The drive to the ASA Augusta was just fine, the roads nearly vacate. Last year, when I turned onto Dogwood Lane entering the Wildwood Park, home to the tournament, the line of traffic was backed up crawling along at a stupidly slow pace. This year the ride was as smooth as silk and I didn’t stop until I landed in the same excellent parking slot I’d had on Saturday. As far as similarities between the two days I hoped that these events weren’t prophecies that my Sunday’s shooting might agree with my Saturday’s. Parked, outfitted for archery I readied my self and headed to range G to join my group on stake 12.
Our group of four, Phil, Randy, Buddy and I were at our stake in good order. The ASA officials reminded archers that stake time was going to me monitored and to keep pace. Their incentives had everyone shooting at a good clip. Our group was off the range, along with everyone else, in three hours. Consider, 20 stakes per range attended by 4 archers per stake. That’s eighty shooters. We were at ranges H and G. That’s 160 athletes. We started at 0730. At 1030 scores were being forwarded to the judges. One can only praise the organization and management of the ASA at moving so many archers through the woods with such efficacy.

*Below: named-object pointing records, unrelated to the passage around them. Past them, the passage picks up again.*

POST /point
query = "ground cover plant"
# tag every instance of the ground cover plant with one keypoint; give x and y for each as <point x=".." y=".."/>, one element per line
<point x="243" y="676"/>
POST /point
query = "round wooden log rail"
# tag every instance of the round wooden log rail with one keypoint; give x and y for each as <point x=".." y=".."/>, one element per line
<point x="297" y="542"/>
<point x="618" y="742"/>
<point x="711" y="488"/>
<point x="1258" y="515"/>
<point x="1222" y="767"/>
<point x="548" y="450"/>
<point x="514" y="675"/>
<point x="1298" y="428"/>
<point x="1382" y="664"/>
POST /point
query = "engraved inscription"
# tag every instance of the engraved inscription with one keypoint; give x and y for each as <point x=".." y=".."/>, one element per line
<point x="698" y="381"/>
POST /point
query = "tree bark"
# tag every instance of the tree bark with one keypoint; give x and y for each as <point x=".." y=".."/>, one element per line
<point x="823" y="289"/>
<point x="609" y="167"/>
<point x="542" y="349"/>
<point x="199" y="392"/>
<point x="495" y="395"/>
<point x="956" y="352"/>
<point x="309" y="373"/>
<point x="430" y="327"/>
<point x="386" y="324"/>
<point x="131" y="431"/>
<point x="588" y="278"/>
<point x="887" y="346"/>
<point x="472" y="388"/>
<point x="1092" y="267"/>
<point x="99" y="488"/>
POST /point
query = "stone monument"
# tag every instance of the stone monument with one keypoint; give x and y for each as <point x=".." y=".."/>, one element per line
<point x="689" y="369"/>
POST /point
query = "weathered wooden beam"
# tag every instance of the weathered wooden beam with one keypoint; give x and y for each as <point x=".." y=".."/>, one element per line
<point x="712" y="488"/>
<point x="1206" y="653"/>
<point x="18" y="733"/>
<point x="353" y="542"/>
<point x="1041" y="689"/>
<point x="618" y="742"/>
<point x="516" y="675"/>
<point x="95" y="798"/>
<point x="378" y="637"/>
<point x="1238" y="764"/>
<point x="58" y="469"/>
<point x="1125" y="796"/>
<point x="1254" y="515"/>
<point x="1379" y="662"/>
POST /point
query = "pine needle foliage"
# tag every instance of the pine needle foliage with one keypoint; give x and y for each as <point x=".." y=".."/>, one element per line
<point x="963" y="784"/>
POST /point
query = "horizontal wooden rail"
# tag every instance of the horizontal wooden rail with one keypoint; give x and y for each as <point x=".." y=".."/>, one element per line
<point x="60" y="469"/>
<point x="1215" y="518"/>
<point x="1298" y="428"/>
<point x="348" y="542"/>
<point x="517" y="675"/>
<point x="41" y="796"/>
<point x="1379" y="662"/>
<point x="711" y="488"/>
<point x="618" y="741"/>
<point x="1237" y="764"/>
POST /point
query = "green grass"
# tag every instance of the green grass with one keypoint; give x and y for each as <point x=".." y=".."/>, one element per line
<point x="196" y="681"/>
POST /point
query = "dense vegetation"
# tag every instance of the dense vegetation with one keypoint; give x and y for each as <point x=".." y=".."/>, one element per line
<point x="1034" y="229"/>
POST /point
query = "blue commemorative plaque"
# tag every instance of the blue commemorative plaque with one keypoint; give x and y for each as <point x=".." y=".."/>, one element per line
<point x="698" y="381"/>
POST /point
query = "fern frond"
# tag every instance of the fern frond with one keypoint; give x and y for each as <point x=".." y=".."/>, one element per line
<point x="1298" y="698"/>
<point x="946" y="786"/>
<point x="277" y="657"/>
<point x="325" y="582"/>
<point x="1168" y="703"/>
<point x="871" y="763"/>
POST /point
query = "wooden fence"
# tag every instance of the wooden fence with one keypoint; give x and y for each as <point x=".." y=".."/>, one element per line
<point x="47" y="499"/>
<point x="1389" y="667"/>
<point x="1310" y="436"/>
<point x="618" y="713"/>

However, the course though the woods, today, was not entirely smooth travels. Granted, a 3D competition does not cut through a forest at the pace of a mountain bike race. Mostly, people stand a little, walk a bit, sit down, and creep along. In between shots, I sat or stood and stared glassy-eyed while daydreaming of what might have been in reflection of Saturday. Some of those, “Oh, well..” moments of self analysis.
During one those moments, not really being visually focused, my head was aimed toward a group of female archers, all standing still or sitting down, to my right. Presently, my eye’s glaze was interrupted by one of the women archers.

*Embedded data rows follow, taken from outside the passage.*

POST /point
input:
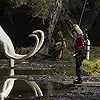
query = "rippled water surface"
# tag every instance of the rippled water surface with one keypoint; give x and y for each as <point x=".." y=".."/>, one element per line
<point x="49" y="75"/>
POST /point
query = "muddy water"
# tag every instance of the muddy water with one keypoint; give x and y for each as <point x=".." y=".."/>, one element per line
<point x="52" y="73"/>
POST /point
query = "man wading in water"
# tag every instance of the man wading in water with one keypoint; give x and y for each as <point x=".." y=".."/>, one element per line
<point x="79" y="50"/>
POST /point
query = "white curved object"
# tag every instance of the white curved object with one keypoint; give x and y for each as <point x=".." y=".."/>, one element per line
<point x="8" y="48"/>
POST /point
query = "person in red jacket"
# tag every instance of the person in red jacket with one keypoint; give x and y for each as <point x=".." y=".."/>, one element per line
<point x="79" y="50"/>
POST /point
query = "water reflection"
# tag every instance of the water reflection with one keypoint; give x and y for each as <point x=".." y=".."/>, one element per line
<point x="7" y="84"/>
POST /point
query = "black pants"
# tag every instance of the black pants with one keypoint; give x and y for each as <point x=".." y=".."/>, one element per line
<point x="78" y="60"/>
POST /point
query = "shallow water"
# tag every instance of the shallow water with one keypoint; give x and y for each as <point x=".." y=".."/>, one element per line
<point x="49" y="76"/>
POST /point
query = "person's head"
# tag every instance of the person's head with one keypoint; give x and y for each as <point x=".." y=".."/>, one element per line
<point x="77" y="29"/>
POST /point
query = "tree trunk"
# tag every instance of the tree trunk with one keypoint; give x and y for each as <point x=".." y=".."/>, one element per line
<point x="52" y="23"/>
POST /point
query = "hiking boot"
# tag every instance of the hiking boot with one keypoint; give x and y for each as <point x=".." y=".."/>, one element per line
<point x="77" y="81"/>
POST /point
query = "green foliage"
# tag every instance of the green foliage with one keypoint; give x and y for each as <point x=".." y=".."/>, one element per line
<point x="91" y="67"/>
<point x="42" y="7"/>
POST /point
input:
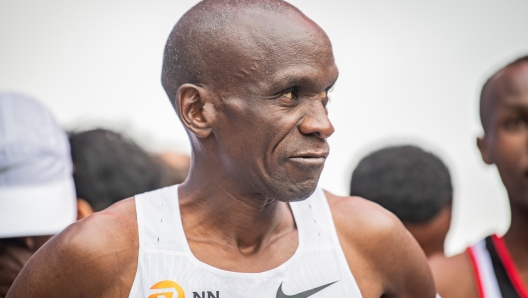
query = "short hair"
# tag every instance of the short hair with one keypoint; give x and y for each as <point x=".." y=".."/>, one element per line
<point x="109" y="168"/>
<point x="413" y="184"/>
<point x="484" y="109"/>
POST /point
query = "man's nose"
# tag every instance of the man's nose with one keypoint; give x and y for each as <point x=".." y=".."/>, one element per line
<point x="316" y="121"/>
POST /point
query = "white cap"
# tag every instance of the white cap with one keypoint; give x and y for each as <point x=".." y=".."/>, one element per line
<point x="37" y="193"/>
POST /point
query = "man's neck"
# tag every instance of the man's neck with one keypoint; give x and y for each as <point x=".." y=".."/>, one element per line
<point x="217" y="212"/>
<point x="517" y="238"/>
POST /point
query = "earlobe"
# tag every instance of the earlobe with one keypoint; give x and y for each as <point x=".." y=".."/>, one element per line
<point x="484" y="150"/>
<point x="190" y="100"/>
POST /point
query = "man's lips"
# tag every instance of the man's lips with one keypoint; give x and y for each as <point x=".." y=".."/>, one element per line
<point x="310" y="158"/>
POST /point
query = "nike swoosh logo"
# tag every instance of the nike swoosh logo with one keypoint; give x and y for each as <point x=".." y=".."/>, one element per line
<point x="280" y="293"/>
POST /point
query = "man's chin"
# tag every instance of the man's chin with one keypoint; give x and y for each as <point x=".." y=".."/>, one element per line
<point x="299" y="192"/>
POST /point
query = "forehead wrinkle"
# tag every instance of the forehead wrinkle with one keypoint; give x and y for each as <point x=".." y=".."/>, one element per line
<point x="260" y="55"/>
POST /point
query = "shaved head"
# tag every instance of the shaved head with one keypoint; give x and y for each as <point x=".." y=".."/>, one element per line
<point x="494" y="88"/>
<point x="203" y="47"/>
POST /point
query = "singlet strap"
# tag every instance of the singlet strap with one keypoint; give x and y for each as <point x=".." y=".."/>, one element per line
<point x="483" y="269"/>
<point x="509" y="266"/>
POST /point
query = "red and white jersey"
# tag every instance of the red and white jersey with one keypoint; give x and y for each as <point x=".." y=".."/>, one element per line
<point x="495" y="273"/>
<point x="167" y="267"/>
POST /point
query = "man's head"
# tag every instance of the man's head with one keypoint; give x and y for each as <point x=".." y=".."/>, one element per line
<point x="413" y="184"/>
<point x="109" y="168"/>
<point x="504" y="117"/>
<point x="249" y="80"/>
<point x="37" y="194"/>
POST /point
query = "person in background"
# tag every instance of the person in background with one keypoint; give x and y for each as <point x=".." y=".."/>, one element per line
<point x="413" y="184"/>
<point x="498" y="266"/>
<point x="249" y="80"/>
<point x="109" y="168"/>
<point x="37" y="193"/>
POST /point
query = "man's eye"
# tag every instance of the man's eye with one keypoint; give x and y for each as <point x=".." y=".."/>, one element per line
<point x="515" y="123"/>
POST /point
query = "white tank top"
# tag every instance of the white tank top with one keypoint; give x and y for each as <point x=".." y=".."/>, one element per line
<point x="167" y="268"/>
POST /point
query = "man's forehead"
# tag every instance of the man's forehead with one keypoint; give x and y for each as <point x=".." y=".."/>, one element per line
<point x="511" y="82"/>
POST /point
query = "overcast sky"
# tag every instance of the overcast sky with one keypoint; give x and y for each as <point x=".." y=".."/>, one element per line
<point x="410" y="72"/>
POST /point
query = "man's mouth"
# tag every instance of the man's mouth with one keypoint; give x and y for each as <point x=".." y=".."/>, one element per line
<point x="310" y="158"/>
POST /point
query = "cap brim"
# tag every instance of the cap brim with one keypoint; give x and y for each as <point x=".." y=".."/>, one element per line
<point x="35" y="210"/>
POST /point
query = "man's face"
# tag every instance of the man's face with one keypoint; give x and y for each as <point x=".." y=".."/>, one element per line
<point x="506" y="142"/>
<point x="272" y="125"/>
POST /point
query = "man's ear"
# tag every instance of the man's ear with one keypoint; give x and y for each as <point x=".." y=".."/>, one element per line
<point x="482" y="144"/>
<point x="83" y="209"/>
<point x="190" y="100"/>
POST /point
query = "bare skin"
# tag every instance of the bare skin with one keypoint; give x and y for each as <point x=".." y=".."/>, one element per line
<point x="259" y="142"/>
<point x="431" y="234"/>
<point x="504" y="144"/>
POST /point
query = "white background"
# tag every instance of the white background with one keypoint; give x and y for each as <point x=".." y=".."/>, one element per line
<point x="411" y="71"/>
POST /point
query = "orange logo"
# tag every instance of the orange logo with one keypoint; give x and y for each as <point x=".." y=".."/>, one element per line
<point x="166" y="285"/>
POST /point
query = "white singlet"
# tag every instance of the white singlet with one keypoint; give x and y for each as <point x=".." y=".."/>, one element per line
<point x="167" y="268"/>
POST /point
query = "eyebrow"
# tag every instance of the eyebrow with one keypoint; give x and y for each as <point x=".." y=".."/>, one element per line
<point x="288" y="81"/>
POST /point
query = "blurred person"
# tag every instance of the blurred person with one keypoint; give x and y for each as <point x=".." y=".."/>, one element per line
<point x="498" y="266"/>
<point x="37" y="194"/>
<point x="109" y="168"/>
<point x="413" y="184"/>
<point x="249" y="80"/>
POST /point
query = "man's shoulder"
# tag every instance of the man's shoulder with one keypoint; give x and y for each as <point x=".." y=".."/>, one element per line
<point x="359" y="217"/>
<point x="381" y="253"/>
<point x="101" y="231"/>
<point x="454" y="275"/>
<point x="96" y="256"/>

Rather than holding her statuary mimed posture she began flapping and slapping her arms, spinning about, and twirling her head, all while her legs thrashed in fits River Dance choreography. It was a distinctly festive exposé brought forth following the introduction of a yellow jacket swarm. The local community alerted we keep a vigilant scan of our proximate skies.
Only the dancing archer was directly involved in the aerial combat being just slightly wounded by a single sting. The stinging insect yielded to a high pitched verbal assault of language most often associated with Chief Petty Officers and Drill Instructors. In the manner of good sportsmanship, I turned my head before laughing as restrained as possible to prevent personal injury. Under such conditions, belly laughs can be misunderstood exposing the laugher to deflected rage – not good with the inciting object has a weapon at close hand. Always good to err on the side of caution.

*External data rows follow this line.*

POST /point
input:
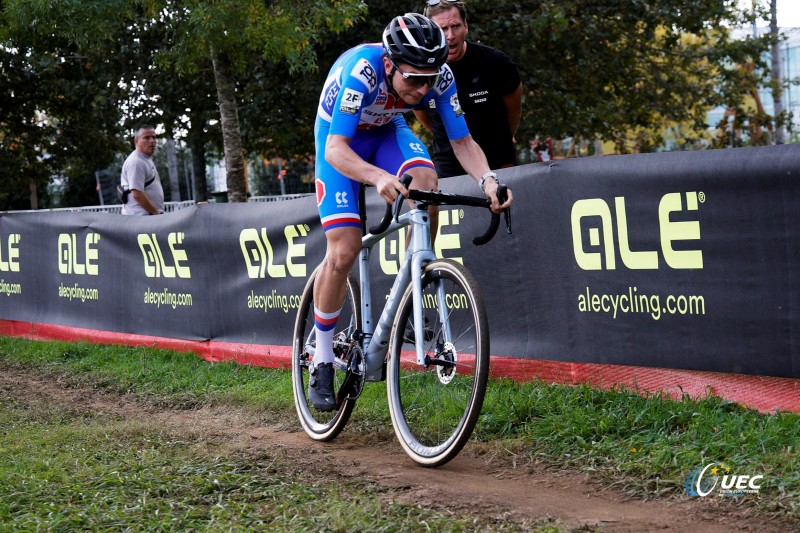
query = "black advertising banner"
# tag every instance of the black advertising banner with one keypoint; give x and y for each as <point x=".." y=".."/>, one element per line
<point x="679" y="260"/>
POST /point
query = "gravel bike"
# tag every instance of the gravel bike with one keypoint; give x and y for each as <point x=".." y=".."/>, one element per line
<point x="433" y="326"/>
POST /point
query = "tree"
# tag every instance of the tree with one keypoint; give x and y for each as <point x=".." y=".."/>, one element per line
<point x="55" y="116"/>
<point x="232" y="34"/>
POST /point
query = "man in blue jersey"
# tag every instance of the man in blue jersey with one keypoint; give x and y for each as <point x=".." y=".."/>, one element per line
<point x="362" y="138"/>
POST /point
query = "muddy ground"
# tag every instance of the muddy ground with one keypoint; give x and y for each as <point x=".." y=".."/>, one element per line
<point x="482" y="480"/>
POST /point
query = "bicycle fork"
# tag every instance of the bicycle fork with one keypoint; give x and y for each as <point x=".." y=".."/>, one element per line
<point x="376" y="343"/>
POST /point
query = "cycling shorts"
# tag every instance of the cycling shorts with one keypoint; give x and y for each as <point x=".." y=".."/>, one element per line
<point x="392" y="147"/>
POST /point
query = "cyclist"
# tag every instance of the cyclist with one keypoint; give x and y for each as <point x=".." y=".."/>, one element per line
<point x="362" y="138"/>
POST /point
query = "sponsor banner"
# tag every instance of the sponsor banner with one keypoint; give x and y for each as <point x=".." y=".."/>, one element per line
<point x="678" y="260"/>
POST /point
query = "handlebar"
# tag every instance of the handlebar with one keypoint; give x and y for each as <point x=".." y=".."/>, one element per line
<point x="439" y="198"/>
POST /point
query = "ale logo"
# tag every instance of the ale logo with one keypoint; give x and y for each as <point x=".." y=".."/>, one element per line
<point x="74" y="258"/>
<point x="259" y="256"/>
<point x="169" y="263"/>
<point x="670" y="232"/>
<point x="9" y="253"/>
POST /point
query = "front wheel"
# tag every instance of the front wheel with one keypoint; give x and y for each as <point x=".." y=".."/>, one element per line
<point x="435" y="405"/>
<point x="325" y="426"/>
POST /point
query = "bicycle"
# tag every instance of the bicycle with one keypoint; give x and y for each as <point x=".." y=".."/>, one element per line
<point x="436" y="376"/>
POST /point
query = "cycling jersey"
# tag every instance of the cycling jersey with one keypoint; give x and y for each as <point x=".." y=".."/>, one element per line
<point x="356" y="103"/>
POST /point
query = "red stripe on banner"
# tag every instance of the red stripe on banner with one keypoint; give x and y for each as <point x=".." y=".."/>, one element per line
<point x="764" y="393"/>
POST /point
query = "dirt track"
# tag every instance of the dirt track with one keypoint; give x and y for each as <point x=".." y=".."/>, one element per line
<point x="488" y="484"/>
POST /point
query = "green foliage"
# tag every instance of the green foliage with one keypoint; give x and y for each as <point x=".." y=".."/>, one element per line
<point x="80" y="74"/>
<point x="645" y="443"/>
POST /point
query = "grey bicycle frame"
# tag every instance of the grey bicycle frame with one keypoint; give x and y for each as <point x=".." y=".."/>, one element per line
<point x="419" y="253"/>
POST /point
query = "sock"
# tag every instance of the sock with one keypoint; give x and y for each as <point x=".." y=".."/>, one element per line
<point x="324" y="324"/>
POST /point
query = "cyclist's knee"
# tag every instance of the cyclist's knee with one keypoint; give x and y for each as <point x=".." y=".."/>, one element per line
<point x="343" y="247"/>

Aside from this only occurrence of inter-species conflict ranges H and G moved along without further incident or compromise. Birds chirped and foliage cast shadows over densely covered foam animals. There were good shots, better shots, bad shots and missed shots among all groups conveying bows and arrows. ASA representatives politely monitored and encouraged people to shoot and move without ever seeming aggressive or confrontational.
If only, if only, Saturday had gone even close to normal. There’s no point to what ifs in sport. It leads to empty wishes at best or grief over possibilities now past. Neither serves a meaningful purpose. Certainly, a do over means doing it all again at another time another place and from the first shot. Between doings there will be more and more practice.
If you’re an archer then you know how to find scores. So, there’s no point in commenting Sunday’s results. All I’ll add is it is a crying shame that on Saturday I didn’t do the same or even nearly the same or maybe just a little better. Oh, well another opportunity is just around the corner. Until that appointment –ave atque vale my friends from the 2017 ASA Leopold AAE Pro/AM in Appling, Georgia.